Jennifer Bowles, staff writer

 

Inland water agencies plan to develop a task force and program to monitor pharmaceuticals in local water supplies where federal scientists have already found trace amounts of caffeine, pain relievers and other pharmaceuticals.

 

An awareness of drugs in drinking-water supplies is so new that Inland agencies will look first to a study just getting under way by the Metropolitan Water District.

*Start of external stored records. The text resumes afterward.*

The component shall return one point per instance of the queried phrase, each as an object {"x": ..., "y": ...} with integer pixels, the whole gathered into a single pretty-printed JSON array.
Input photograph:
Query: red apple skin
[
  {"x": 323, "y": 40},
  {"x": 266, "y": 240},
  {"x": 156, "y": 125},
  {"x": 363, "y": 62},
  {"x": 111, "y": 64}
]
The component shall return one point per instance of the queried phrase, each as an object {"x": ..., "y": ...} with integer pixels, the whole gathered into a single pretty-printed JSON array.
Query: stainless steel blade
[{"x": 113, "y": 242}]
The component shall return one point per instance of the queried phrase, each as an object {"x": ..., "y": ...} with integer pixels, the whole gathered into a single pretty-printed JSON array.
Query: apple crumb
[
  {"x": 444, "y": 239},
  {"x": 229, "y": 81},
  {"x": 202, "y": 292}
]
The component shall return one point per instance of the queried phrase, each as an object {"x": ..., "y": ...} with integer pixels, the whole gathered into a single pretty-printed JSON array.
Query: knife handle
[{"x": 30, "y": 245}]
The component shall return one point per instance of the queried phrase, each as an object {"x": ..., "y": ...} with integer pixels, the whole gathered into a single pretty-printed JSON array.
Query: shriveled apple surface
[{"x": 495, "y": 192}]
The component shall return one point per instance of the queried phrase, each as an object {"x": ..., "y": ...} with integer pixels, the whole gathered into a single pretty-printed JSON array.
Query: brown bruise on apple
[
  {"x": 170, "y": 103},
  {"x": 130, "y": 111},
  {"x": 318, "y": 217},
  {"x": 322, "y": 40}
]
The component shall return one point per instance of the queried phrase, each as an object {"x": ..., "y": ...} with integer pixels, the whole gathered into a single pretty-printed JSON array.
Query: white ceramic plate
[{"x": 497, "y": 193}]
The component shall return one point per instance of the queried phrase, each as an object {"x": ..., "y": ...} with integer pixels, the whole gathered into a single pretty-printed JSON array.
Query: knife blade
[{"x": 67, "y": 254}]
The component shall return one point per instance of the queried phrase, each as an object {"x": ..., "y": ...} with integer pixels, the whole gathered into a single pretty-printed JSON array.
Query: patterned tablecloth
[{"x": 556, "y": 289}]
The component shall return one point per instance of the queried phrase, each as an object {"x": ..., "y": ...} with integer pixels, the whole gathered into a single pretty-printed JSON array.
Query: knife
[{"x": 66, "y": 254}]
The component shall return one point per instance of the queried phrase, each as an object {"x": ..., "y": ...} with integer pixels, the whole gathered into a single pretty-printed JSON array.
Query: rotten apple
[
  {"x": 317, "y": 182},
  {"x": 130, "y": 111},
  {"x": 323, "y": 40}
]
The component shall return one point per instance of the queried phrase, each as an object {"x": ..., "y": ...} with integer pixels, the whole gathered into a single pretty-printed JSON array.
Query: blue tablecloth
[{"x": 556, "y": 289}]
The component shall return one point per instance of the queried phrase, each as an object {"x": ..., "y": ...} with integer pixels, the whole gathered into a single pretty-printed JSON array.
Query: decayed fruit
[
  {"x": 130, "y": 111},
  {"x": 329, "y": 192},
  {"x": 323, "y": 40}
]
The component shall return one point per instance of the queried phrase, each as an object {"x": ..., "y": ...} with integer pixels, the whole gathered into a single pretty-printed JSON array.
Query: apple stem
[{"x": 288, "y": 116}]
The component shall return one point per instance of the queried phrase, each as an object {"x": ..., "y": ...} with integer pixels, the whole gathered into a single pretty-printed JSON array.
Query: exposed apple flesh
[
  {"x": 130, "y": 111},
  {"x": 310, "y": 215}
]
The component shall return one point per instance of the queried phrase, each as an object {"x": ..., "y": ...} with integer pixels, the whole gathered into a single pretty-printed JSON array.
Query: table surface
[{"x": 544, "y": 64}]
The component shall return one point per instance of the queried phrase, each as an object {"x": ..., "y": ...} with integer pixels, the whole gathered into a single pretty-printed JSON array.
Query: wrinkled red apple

Officials at the district, which serves 18 million Southern Californians, want to see to what extent, if any, pharmaceuticals are lurking in the agency's Inland-area reservoirs and in their imported water supplies, which are stored in some Inland aquifers.

 

"It's of interest and concern to the water industry so Metropolitan said rather than sit and wait around, let's see what we can learn about it," said Mic Stewart, Metropolitan's water quality manager, of a monitoring program. "This is the most preliminary step you can take."

 

An investigation by The Associated Press found traces of pharmaceuticals in the watersheds and treated drinking-water supplies in two dozen metropolitan areas across the country, including Riverside County and Southern California.

 

Stewart said the issue is emerging now because some labs are just now able to measure the pharmaceuticals at such low levels. But, he said, many questions remain.Scientists are studying the issue, and it is not yet clear what, if any, negative effects the pharmaceuticals have on people."There's no definitive data that allows anyone to draw conclusions on human health effects," Berchtold said.

 

Wells Tested

Scientists from the U.S. Geological Survey briefed Inland water officials in October of their ongoing study of the Santa Ana watershed. They sampled 99 wells over a vast area from Chino to Hemet to Corona and San Timoteo Canyon and found pesticides, industrial solvents, caffeine and pain relievers such as acetaminophen in some. The study has not been finalized, USGS officials said Friday.

 

The samples were tested directly from wells before the water was treated and piped to the public. It is not clear how the pharmaceuticals were introduced to the wells.

 

Inland reservoirs owned by Metropolitan most likely to be tested include Diamond Valley Lake near Hemet, Lake Skinner near Temecula and Lake Mathews near Riverside. They hold imported water from the Colorado River and, in some cases, Northern California. A study Metropolitan participated in found that the ozone treatment process at one of its plants outside the Inland region failed to remove a tranquilizer and an anti-epileptic drug from the finished drinking water.

 

Most water treatment plants are unable to remove pharmaceuticals people may discard down the toilet or are found in human waste. Personal care products are rinsed off bodies in the shower and end up in the wastewater as well.

 

While much of the Inland area's treated wastewater flows into the Santa Ana River and down to Orange County, Inland supplies can be contaminated by imported water or by septic tanks that leach into groundwater, said Kurt Berchtold, assistant executive officer for the Santa Ana Regional Water Quality Board.

 

Berchtold said that as part of a settlement over a sewage spill, the city of Riverside last year agreed to launch an education program to prevent the public from dumping their pharmaceuticals down the toilet.

 

Create a List

Meanwhile, Inland water and wastewater agencies will meet April 15 at the Santa Ana Watershed Project Authority's headquarters in Riverside as part of a working group to develop a task force and monitoring plan, said Mark Norton, the authority's water resources and planning manager.

Norton said there are hundreds of pharmaceuticals and that a list will be generated after 2009 so Inland agencies will know which ones to monitor on a regular basis.

 

The working group is in response to a request by the regional board, which is seeking to protect the quality of local supplies as more imported supplies are stored in aquifers, Norton said.